Russia’s invasion of Ukraine has increased pressure to tighten economic sanctions against Moscow. Brussels, London and Washington have already introduced tough measures to hit the Russian economy, writes The Guardian.
However, Britain wants one more thing – the exclusion of Russia from SWIFT – the world’s main network for international payments. London’s goal is to seriously influence Russian trade and seriously interfere with the business of Russian companies.
The Czech Republic also insists on the exclusion of the Russian Federation.
What is SWIFT?
SWIFT is the Society for Worldwide Interbank Financial Telecommunications (SWIFT). It is the primary secure messaging system that banks use for fast and secure cross-border payments, enabling seamless international trade.
The network is currently used by more than 11,000 financial institutions to send secure messages and payment orders. Without a recognized alternative, this system is essential to global finance.
Over the years, SWIFT has become the main mechanism for financing international trade. In 2020, about 38 million transactions were sent through the platform daily. This facilitates transactions worth trillions of US dollars.
Who owns SWIFT?
SWIFT was founded in the 70s of the last century and is actually a cooperative of thousands of institutions and countries using the service. The Belgian-based system remains neutral in trade disputes.
Why is the ban on excluding Russia from SWIFT really serious?
British Prime Minister Boris Johnson stressed that this would cause the greatest damage to the Russian economy. And this is true, because normal transactions will have to go directly between banks or go through new competing systems. This, in turn, increases costs and creates delays.
The removal of Russia from SWIFT would prevent financial institutions from sending money in or out of the country, which would come as a sudden shock to Russian companies and their foreign clients, especially buyers of US dollar-denominated oil and natural resources.
Why doesn’t the US want to exclude Russia?
One reason is that the impact on Russian business may not be as severe. The head of a major Russian bank, VTB, recently said he could use other payment channels such as smartphones, messaging apps, or even email.
Russian banks can also route payments through countries that have not imposed sanctions, such as China, which has created its own payment system to compete with SWIFT.
Russia’s ban on the use of SWIFT could speed up the use of China’s competing Cips system. There are also concerns that it could hurt the US dollar’s status as the world’s reserve currency and speed up the use of alternatives like cryptocurrencies.

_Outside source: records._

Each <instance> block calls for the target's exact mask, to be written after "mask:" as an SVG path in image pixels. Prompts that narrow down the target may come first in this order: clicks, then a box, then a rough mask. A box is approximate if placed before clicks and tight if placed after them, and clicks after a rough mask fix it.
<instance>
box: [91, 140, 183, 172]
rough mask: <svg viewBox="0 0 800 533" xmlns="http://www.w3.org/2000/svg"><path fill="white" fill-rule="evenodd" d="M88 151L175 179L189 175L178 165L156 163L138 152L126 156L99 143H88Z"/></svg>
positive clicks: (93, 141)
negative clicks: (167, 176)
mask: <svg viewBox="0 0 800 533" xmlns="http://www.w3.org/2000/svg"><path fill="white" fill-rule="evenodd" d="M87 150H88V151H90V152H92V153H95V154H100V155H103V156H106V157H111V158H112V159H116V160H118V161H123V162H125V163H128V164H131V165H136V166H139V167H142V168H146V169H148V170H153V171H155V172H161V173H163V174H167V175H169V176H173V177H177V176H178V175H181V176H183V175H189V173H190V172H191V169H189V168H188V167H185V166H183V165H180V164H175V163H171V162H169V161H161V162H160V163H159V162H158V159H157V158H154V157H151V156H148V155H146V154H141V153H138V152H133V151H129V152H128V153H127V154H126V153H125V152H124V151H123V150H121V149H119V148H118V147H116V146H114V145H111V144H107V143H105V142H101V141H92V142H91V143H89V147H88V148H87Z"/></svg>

Moscow has taken other steps in recent years to soften the blow in the event of a power outage. Russia created its own SPFS payment system after the West imposed sanctions on it in 2014 following the annexation of Crimea. Currently, SPFS has about 400 users, according to the Central Bank of Russia. 20 percent of local bank transfers currently go through SPFS, but volume is still limited.
If Russia is excluded from SWIFT, will it affect other countries?
The administration of US President Joe Biden believes so. According to the US, the exclusion of the Russian Federation can harm the Western world no less than Russian companies.
Russia is a major buyer of foreign goods, especially goods made in the Netherlands and Germany. Russia is still the main supplier of crude oil, natural gas and solid fossil fuels to the EU. It can be difficult for European countries to find substitute suppliers.
Is SWIFT linked to economic sanctions?
In the past, the global payment system has strongly resisted calls to ban certain countries, calling itself neutral. However, in 2012, the European Union banned the network from serving Iranian companies and individuals subject to sanctions in connection with Tehran’s nuclear program. Thus, a precedent was created for the current actions against Russia. However, they still don’t exist.